Sur la demande de dommages-intérêts pour procédure abusive
L’exercice du droit d’ester en justice, de même que la défense à une telle action, constituent en principe un droit et ne dégénèrent en abus pouvant donner naissance à une dette de dommages et intérêts que dans le cas où le titulaire de ce droit en fait, à dessein de nuire, un usage préjudiciable à autrui.
Le rejet des prétentions d’un plaideur, y compris par confirmation en appel d’une décision de première instance, ne caractérise pas automatiquement un abus du droit d’ester en justice.
Par ailleurs, l’appréciation inexacte qu’une partie fait de ses droits n’est pas à elle seule constitutive d’une faute, sauf s’il est démontré que le demandeur ne peut, à l’évidence, croire au succès de ses prétentions.
En l’espèce, compte tenu des développements qui précèdent il n’est pas démontré que la SAS BI Networks ne pouvait, à l’évidence, croire au succès de ses prétentions.
Compte tenu du contenu du courrier de résiliation qu’elle produit, l’ADSN ne caractérise aucune circonstance constitutive d’un abus de la part de la SAS BI Networks dans l’exercice de son droit de soumettre le litige à un tribunal afin qu’il se prononce sur les effets de ce courrier.
En conséquence, faute de démontrer un quelconque abus de son adversaire, le jugement sera également confirmé en ce qu’il a débouté l’ADSN de sa demande reconventionnelle en dommages-intérêts pour procédure abusive.
Sur les dépens et frais irrépétibles
Les dispositions du jugement relatives aux dépens et aux frais irrépétibles sont confirmées.
La SAS BI Networks, qui succombe, supportera la charge des entiers dépens d’appel et n’est pas fondée à solliciter une indemnité au titre des dispositions de l’article 700 du code de procédure civile.

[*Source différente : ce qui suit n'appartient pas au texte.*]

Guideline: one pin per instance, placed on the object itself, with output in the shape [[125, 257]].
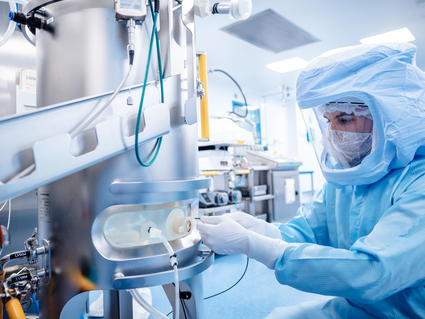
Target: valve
[[239, 9]]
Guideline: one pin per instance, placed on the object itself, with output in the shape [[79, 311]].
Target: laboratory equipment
[[107, 222]]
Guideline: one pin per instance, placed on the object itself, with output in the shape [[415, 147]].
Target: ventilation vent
[[270, 31]]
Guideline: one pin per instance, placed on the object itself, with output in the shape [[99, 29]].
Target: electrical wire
[[157, 234], [158, 142], [238, 86], [225, 290]]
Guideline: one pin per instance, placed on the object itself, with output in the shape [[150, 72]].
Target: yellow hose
[[205, 124], [14, 309]]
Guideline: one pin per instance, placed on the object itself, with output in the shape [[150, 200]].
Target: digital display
[[131, 4]]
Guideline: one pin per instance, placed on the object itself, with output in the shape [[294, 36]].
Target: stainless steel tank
[[94, 216]]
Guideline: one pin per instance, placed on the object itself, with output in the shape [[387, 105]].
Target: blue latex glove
[[255, 224], [225, 236]]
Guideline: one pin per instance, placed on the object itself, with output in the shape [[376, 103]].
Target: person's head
[[365, 108], [348, 127]]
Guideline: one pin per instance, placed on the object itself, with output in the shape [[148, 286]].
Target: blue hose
[[158, 142]]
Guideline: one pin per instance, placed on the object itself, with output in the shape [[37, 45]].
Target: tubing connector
[[131, 27]]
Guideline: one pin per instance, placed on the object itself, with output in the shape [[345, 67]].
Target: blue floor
[[255, 296]]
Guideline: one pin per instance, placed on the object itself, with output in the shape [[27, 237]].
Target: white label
[[289, 190]]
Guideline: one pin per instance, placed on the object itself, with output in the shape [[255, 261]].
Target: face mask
[[348, 148]]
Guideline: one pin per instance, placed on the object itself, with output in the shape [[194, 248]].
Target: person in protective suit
[[362, 238]]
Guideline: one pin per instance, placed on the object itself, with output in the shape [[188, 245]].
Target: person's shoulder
[[411, 177]]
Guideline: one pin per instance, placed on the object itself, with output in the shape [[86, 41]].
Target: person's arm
[[388, 260], [309, 226]]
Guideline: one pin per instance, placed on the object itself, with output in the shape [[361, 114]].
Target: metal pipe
[[14, 309], [205, 125]]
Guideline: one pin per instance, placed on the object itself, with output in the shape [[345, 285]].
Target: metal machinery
[[96, 204]]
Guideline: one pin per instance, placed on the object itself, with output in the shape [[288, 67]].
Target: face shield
[[341, 132]]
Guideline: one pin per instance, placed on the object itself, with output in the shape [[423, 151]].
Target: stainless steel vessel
[[86, 55]]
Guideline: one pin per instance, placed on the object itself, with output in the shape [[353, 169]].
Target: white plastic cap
[[202, 8], [241, 9]]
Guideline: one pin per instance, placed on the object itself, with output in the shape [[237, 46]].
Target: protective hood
[[386, 78]]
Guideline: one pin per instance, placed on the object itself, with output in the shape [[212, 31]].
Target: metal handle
[[160, 187], [121, 281]]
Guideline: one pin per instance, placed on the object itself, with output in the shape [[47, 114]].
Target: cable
[[158, 142], [222, 292], [143, 303], [157, 234], [8, 216], [4, 204], [95, 113], [225, 290], [11, 27], [239, 87], [184, 308]]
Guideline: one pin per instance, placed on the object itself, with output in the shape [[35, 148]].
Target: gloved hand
[[225, 236], [256, 225]]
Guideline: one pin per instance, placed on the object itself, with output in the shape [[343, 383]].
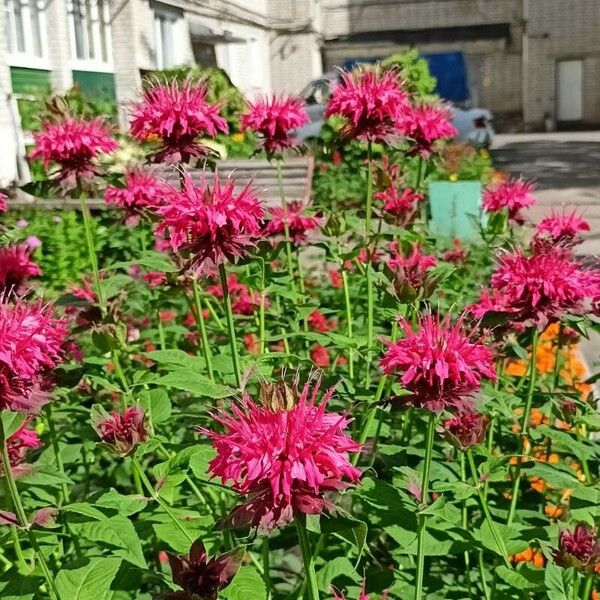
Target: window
[[25, 28], [90, 32]]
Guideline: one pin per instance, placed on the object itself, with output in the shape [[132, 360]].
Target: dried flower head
[[199, 576], [299, 223], [120, 432], [579, 548], [73, 144], [372, 102], [424, 125], [177, 114], [214, 223], [440, 365], [283, 459], [275, 119], [513, 195], [16, 267]]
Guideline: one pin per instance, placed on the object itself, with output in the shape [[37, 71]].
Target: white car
[[474, 125]]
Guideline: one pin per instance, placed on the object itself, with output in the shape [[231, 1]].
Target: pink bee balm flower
[[425, 124], [19, 444], [440, 365], [16, 267], [177, 114], [31, 345], [562, 228], [538, 289], [121, 432], [299, 223], [513, 195], [372, 102], [275, 119], [243, 300], [579, 548], [466, 429], [284, 459], [142, 191], [214, 223], [72, 144], [199, 576]]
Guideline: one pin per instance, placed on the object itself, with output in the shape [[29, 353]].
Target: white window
[[168, 37], [89, 24], [26, 32]]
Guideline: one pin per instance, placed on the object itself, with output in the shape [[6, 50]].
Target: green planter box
[[454, 205]]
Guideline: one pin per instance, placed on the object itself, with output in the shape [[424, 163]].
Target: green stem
[[230, 326], [349, 323], [286, 229], [308, 558], [370, 298], [524, 427], [22, 517], [202, 328], [486, 511], [155, 496], [89, 237], [424, 498], [266, 567]]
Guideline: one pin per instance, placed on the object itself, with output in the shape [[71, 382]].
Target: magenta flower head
[[579, 548], [538, 289], [199, 576], [122, 432], [31, 345], [372, 102], [440, 365], [16, 267], [177, 114], [73, 144], [424, 125], [284, 456], [142, 191], [275, 120], [561, 228], [513, 195], [214, 223], [298, 222], [466, 429]]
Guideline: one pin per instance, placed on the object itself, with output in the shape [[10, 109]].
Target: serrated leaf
[[88, 582], [247, 584]]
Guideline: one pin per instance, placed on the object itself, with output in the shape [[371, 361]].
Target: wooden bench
[[297, 174]]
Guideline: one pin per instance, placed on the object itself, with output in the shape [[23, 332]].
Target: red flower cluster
[[538, 289], [73, 144], [299, 223], [16, 267], [214, 223], [177, 114], [425, 124], [31, 344], [372, 102], [275, 119], [243, 300], [121, 432], [142, 191], [284, 458], [513, 195], [441, 366]]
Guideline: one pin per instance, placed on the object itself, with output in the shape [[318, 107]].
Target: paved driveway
[[566, 169]]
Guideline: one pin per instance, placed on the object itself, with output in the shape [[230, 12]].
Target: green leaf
[[157, 405], [88, 582], [196, 384], [246, 585], [332, 569]]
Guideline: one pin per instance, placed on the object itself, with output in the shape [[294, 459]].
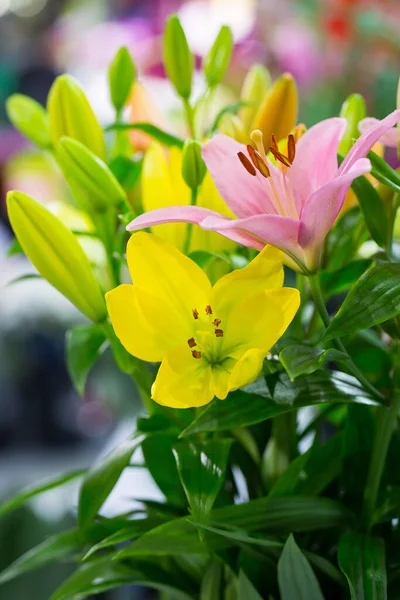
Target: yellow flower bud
[[278, 113], [57, 255], [30, 118], [353, 110], [72, 116], [91, 174], [232, 126], [255, 87], [178, 59], [193, 166]]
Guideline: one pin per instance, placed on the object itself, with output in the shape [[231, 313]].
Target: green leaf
[[58, 547], [373, 209], [304, 360], [84, 345], [167, 139], [241, 409], [202, 467], [101, 479], [342, 279], [384, 172], [375, 298], [247, 591], [362, 560], [295, 576], [38, 488]]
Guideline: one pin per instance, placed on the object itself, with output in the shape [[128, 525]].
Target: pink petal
[[172, 214], [281, 232], [364, 143], [245, 194], [315, 163], [324, 205], [389, 139]]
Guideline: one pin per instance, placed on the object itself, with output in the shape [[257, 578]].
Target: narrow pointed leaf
[[84, 345], [375, 298], [202, 466], [362, 560], [295, 576]]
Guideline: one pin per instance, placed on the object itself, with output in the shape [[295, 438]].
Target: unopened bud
[[56, 254], [353, 110], [72, 116], [217, 60], [30, 118], [91, 174], [193, 166], [178, 59]]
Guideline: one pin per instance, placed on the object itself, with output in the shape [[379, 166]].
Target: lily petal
[[365, 142], [324, 205], [281, 232], [244, 194], [316, 159], [183, 381]]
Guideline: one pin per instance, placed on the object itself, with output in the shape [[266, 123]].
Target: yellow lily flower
[[163, 185], [209, 340]]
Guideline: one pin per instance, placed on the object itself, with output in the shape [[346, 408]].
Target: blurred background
[[332, 47]]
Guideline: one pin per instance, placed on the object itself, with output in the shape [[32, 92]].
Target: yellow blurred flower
[[209, 340]]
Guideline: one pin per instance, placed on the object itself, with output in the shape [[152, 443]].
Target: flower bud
[[217, 60], [254, 89], [178, 59], [30, 118], [278, 113], [353, 110], [57, 255], [193, 165], [91, 174], [121, 76], [72, 116], [232, 126]]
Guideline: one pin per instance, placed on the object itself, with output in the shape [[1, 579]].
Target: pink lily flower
[[291, 205]]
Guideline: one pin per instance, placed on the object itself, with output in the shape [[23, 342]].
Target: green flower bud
[[53, 249], [353, 110], [121, 76], [254, 89], [193, 166], [72, 116], [30, 118], [91, 174], [178, 59], [217, 60]]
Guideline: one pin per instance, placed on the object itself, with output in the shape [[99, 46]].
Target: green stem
[[354, 370], [189, 117], [386, 423], [193, 200]]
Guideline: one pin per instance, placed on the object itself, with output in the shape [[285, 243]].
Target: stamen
[[247, 164], [257, 137], [291, 148], [258, 162]]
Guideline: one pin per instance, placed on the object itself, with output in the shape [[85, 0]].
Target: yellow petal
[[183, 381], [263, 272], [260, 320], [163, 185], [159, 268], [135, 332], [246, 369]]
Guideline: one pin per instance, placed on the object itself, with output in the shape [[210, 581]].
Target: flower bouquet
[[256, 306]]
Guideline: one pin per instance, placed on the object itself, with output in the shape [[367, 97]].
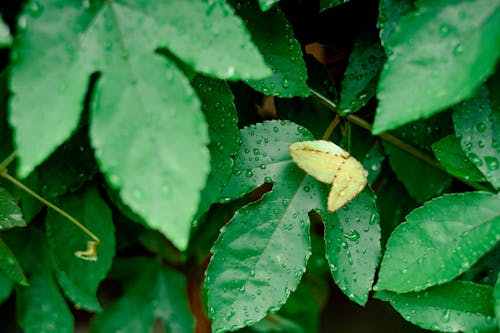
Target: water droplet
[[353, 235], [491, 162]]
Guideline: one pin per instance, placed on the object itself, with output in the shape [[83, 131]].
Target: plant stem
[[392, 139], [3, 173]]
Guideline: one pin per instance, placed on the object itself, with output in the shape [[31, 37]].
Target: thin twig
[[393, 140], [26, 189]]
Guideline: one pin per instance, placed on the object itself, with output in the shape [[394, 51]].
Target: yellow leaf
[[331, 164]]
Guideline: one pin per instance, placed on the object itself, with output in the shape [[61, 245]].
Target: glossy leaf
[[40, 307], [10, 213], [451, 156], [161, 168], [155, 291], [361, 75], [390, 13], [274, 36], [327, 4], [221, 116], [5, 37], [440, 240], [457, 306], [262, 253], [352, 238], [477, 123], [267, 4], [67, 169], [441, 53], [10, 266], [79, 278], [496, 298]]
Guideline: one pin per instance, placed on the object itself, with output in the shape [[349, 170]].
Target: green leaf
[[457, 306], [440, 240], [352, 238], [267, 4], [40, 307], [68, 168], [390, 13], [422, 180], [155, 156], [10, 266], [80, 278], [327, 4], [451, 156], [155, 292], [496, 298], [441, 53], [262, 253], [274, 36], [361, 75], [5, 37], [220, 113], [6, 287], [10, 213], [477, 124]]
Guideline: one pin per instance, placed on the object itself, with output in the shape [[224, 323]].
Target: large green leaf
[[10, 213], [477, 124], [116, 38], [457, 306], [441, 53], [40, 307], [155, 291], [451, 156], [440, 240], [221, 116], [80, 278], [422, 180], [274, 36], [361, 75], [261, 254], [352, 238]]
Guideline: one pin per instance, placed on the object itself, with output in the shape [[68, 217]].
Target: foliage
[[146, 179]]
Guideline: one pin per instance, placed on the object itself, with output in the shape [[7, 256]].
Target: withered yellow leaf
[[331, 164]]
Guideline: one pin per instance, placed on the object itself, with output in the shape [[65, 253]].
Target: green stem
[[393, 140]]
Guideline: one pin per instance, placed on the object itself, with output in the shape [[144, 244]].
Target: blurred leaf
[[361, 76], [6, 287], [453, 307], [352, 238], [5, 37], [390, 13], [477, 124], [80, 278], [10, 266], [441, 53], [10, 213], [451, 156], [267, 4], [40, 307], [440, 240], [274, 36], [155, 291], [220, 114]]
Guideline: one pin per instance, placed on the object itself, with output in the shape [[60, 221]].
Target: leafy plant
[[146, 179]]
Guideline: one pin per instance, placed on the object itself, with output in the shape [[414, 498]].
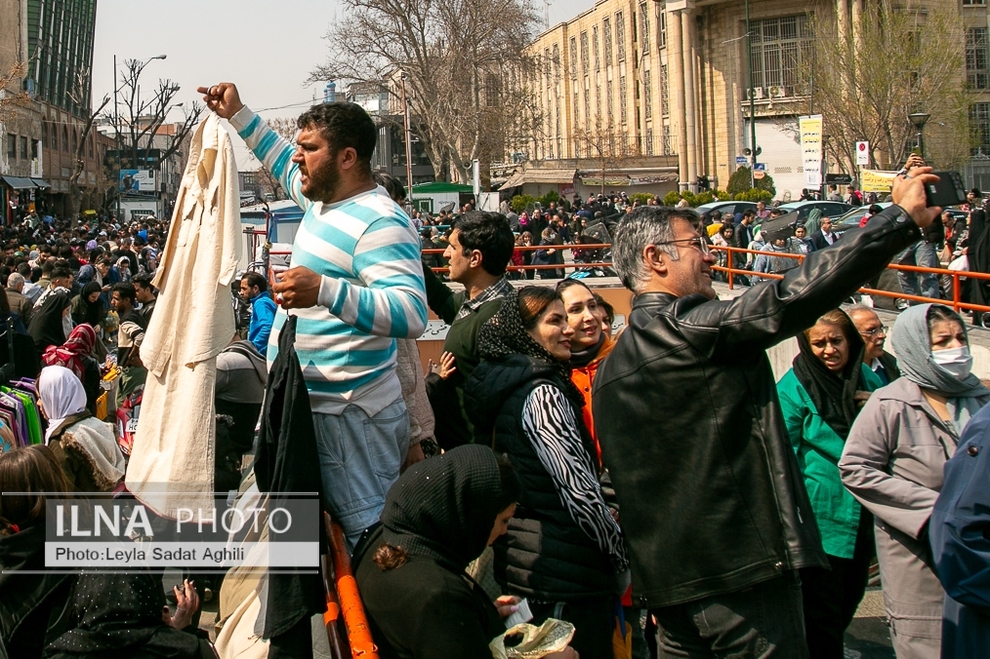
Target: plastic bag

L’équité justifie d’allouer à l’ADSN une indemnité de 3 000 euros au titre des frais irrépétibles exposés devant la cour.
Par ces motifs
La cour,
Confirme en toutes ses dispositions le jugement rendu le 5 novembre 2020 par le tribunal judiciaire d’Aix en Provence ;
Y ajoutant,
Condamne la SAS BI Networks aux entiers dépens d’appel et accorde aux avocats, qui en ont fait la demande, le bénéfice des dispositions de l’article 699 du code de procédure civile ;
Déboute la SAS BI Networks de sa demande en application de l’article 700 du code de procédure civile au titre des frais irrépétibles exposés devant la cour ;
Condamne la SAS BI Networks à payer à l’ADSN une indemnité de 3 000 euros en application de l’article 700 du code de procédure civile au titre des frais exposés devant la cour.